Week-end sans voiture : cinq petites villes à découvrir en train

LA LISTE DE LA MATINALE

Voyager en train, c’est additionner les petits plaisirs, comme celui qui consiste à arriver en pleine ville, à pied d’œuvre, en s’épargnant la litanie des ronds-points et des zones commerciales et sans avoir à chercher une place pour la voiture. Cela vaut pour les grandes métropoles, mais pas seulement. De nombreuses petites villes ou bourgades (de 800 à 5 000 habitants), desservies par le réseau ferroviaire, promettent des visites dominicales ou de courtes vacances aussi dépaysantes que les plus intenses des « city treks ». La SNCF vient justement d’annoncer, d’ici à 2023, la création de nouvelles lignes Ouigo, qui ne se limiteront plus aux grandes villes. Retour garanti sans embouteillages !

Joinville, la cité des seigneurs

Le château du Grand Jardin, potager devant la façade ouest, à Joinville (Haute-Marne), en 2014.

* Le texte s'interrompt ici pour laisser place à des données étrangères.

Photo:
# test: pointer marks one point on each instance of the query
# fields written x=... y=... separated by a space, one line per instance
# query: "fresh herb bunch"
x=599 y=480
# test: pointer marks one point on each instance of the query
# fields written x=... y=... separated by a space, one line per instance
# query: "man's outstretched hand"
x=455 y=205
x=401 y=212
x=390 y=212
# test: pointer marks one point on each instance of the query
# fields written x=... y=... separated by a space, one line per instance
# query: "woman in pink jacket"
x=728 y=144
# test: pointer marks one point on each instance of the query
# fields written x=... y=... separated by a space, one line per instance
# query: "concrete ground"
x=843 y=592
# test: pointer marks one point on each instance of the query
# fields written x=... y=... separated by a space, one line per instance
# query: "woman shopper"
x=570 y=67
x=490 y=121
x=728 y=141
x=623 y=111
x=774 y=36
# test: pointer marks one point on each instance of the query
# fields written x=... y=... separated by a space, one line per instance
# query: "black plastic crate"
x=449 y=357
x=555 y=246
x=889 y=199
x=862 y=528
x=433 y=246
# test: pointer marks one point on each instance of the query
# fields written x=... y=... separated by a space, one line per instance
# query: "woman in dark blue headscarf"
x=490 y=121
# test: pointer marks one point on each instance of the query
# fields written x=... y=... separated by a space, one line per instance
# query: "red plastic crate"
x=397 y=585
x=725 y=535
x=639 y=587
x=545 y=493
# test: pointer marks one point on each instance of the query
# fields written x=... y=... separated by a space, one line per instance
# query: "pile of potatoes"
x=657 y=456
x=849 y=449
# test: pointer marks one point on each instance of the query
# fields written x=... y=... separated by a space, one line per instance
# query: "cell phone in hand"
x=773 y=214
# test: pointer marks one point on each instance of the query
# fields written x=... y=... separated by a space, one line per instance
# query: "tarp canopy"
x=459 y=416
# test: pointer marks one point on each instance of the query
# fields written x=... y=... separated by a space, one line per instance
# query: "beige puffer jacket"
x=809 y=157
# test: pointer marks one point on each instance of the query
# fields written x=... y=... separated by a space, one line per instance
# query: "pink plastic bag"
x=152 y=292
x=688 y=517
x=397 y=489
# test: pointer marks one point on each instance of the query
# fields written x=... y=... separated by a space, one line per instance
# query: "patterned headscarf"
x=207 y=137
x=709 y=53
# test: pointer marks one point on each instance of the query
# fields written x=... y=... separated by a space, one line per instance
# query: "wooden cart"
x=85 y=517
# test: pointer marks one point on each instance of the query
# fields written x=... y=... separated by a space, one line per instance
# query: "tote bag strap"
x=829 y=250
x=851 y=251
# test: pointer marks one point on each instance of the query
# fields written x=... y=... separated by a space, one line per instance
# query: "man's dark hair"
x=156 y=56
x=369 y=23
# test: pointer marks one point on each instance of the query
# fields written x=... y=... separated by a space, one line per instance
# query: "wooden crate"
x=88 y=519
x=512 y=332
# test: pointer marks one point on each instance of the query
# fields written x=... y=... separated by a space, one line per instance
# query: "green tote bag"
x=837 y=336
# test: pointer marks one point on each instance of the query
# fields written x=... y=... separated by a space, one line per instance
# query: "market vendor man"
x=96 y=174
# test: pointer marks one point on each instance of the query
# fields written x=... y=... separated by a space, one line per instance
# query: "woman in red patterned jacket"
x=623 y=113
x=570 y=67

Il ne faut pas confondre Joinville (Haute-Marne) avec Joinville-le-Pont, en banlieue parisienne, même si elles sont toutes deux arrosées par la Marne. Aux confins de la Champagne, de la Bourgogne et de la Lorraine, les seigneurs de Joinville recevaient, avant la Révolution, les rois de France et leur suite. Il reste de cette époque prestigieuse de somptueux hôtels particuliers des XVIIe et XVIIIe siècles, murs épais, larges cheminées et boiseries raffinées. On visite l’auditoire, un tribunal seigneurial du XVIe siècle, ainsi que les lugubres cellules de la prison. Les parterres, le labyrinthe et le verger du château du Grand-Jardin, un pavillon bâti par le duc de Guise à la Renaissance, invitent à une promenade paisible. L’ancien couvent des annonciades célestes, acquis par des particuliers et en cours de restauration, témoigne de la vie religieuse depuis le XVIe siècle. Avis aux amateurs, la municipalité cherche à attirer de nouveaux habitants prêts à acquérir et à rénover les vieilles demeures en pierre.

Ligne Châlons-en-Champagne – Culmont – Chalindrey. Un seul train direct par jour dans chaque sens, ainsi qu’une douzaine d’autocars.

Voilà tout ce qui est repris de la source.